SHTG Recommendations for NHSScotland

CCE-2 should not replace optical colonoscopy, but should be available as a diagnostic option in the current
pathway for patients who present with lower gastrointestinal signs and symptoms suggestive of colorectal
cancer and have a positive faecal immunochemical test (FIT). Evidence on clinical effectiveness and economic analysis indicate that CCE-2 should be reserved for patients at lower risk of colorectal cancer.

Communication with patients needs to be very clear in setting out why they are being offered CCE-2. Shared patient decision-making should take into account the relative risks of incorrect diagnoses in each available investigative procedure, and should acknowledge that a substantial proportion – approximately half - of CCE-2 recipients will require a follow up procedure.

Support should be provided to patients undergoing bowel cleansing to ensure the efficacy of CCE-2,
recognising the increased requirements surrounding the CCE-2 bowel preparation regimen compared with
colonoscopy and computed tomographic colonography.

The full cost effectiveness of CCE-2 remains unknown. Based on the SHTG cost analyses, CCE-2 appears to increase financial cost for the health and care system.

SHTG supports the introduction of a registry to continuously and consistently collect relevant patient outcome and cost data, and this should inform future service delivery.

The COVID-19 pandemic has had a considerable impact on access to existing optical colonoscopy services. The provision of a CCE-2 service may offer additional capacity to help meet colonoscopy demand.

NHSScotland is required to consider the Scottish Health Technologies Group (SHTG) advice.

How the Council reached the recommendation

The following points capture the Council’s deliberations towards agreeing the final recommendation (Council meeting date 29th July 2020).
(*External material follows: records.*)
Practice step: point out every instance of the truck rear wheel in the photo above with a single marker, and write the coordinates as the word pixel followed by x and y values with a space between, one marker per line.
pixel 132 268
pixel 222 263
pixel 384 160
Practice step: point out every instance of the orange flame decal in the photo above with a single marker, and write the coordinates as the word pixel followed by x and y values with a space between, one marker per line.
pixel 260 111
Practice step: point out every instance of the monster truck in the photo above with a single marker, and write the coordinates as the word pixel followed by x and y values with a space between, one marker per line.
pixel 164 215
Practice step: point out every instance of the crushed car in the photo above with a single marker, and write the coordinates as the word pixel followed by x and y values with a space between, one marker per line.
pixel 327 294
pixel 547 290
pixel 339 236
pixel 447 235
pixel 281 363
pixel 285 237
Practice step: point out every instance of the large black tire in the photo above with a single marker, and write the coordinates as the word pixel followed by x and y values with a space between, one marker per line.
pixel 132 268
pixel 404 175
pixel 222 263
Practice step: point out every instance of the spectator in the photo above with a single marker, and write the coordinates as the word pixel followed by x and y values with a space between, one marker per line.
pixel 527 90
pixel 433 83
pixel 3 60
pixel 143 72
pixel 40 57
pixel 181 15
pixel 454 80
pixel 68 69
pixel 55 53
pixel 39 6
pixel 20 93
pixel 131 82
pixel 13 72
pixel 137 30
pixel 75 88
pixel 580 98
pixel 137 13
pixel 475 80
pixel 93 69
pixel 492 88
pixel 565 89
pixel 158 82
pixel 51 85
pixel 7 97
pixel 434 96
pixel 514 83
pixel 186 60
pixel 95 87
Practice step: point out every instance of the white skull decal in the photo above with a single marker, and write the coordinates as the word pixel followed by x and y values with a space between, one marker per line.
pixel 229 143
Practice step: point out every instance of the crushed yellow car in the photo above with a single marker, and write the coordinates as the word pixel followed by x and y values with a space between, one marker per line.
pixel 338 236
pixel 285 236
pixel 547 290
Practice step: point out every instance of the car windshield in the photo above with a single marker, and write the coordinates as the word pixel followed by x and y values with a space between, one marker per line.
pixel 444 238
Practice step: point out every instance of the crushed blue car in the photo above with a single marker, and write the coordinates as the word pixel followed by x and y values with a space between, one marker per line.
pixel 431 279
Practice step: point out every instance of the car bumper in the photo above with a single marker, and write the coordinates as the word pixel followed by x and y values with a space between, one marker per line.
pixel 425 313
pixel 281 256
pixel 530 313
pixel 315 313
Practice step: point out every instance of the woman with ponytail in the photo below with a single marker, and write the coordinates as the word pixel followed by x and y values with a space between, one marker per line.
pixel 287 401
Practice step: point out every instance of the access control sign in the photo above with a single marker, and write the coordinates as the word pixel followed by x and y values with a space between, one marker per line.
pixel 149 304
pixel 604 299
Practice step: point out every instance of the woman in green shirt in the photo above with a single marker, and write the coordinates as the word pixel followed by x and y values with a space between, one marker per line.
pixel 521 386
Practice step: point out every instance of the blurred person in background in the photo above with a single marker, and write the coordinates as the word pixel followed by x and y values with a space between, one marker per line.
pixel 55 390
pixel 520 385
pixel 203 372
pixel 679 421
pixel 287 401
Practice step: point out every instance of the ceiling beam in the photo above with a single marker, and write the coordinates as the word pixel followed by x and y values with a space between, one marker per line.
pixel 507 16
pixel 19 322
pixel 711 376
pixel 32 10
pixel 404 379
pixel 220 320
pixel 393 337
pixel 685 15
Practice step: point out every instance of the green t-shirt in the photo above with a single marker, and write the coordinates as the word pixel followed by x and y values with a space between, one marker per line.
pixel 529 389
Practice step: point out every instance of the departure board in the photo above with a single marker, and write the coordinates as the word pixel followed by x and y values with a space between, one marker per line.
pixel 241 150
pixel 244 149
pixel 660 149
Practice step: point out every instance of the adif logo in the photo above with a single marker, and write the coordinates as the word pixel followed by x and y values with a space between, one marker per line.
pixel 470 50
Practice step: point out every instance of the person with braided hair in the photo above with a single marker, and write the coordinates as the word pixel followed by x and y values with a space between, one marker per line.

  • The Council heard that, since Evidence Note 86, additional evidence included further published primary studies, outcomes reported from the SCOTCAP trial showing the feasibility of implementing a CCE-2 pathway in Scotland, a budget impact analysis of the SCOTCAP study, and a patient organisation submission from Bowel Cancer UK. No cost effectiveness studies were identified.
  • The Council noted the innovative nature of CCE-2 and the prospect of further development of this and similar technologies. The Council highlighted the potential innovation this brings, particularly for those living in remote areas of Scotland, but noted that the potential benefits need to be balanced with an understanding of the effectiveness and risks, so that doctors and patients can make informed choices.
  • The Council discussed the potential for missed diagnoses amongst all investigative modalities. Based on the evidence available to the Council, the risk of missed diagnosis appears higher with CCE-2 compared with colonoscopy.
  • The Council had concerns around the relative accuracy of CCE-2 and noted that the risk/benefit ratio worsened with increased risk of colorectal cancer. The Council agreed that the identification of patients who were at the lower end of the risk spectrum would maximise the benefits of CCE-2 while limiting missed diagnoses and the requirement for additional procedures.
  • The Council discussed the rigour of CCE-2 bowel preparation compared with colonoscopy. For frail patients, who may already have a lower tolerance to colonoscopy, it was reiterated that CCE-2 would not be suitable for this patient group.
  • The Council heard that CCE-2 will likely be cost inducing, driven by the majority of participants in the SCOTCAP trial requiring further investigative procedures. Modelling was based upon a proportion of patients with negative CCE-2 findings not requiring follow up; resource savings from the reduction in colonoscopy procedures were then offset against the additional cost of CCE-2. While CCE-2 is cost inducing, Council noted it was a cheaper and potentially more sustainable option than outsourcing or extending NHS provided colonoscopy services to achieve increased capacity.
  • The Council highlighted the importance of longer-term monitoring of costs and outcomes. The further development of the existing SCOTCAP study registry, to a national registry, is vital to ensure continuous evaluation and inform future service delivery and technology development.
  • The Council heard of the benefit of supportive pictorial information for patients about the pathway and the risk and benefits of investigation. The Council were supportive of the development of this information.
  • The Council acknowledged that its role is to provide an independent view on the use of health technologies in Scotland. The Council recognised the current status of colonoscopy waiting lists and strain on services during the COVID-19 pandemic. The Council noted the Scottish Government’s decision to progress to a rapid adoption of CCE-2 to support endoscopy recovery, and associated guidance. Further guidance, taking into account patient outcome data and colonoscopy service capacity, should be developed in due course.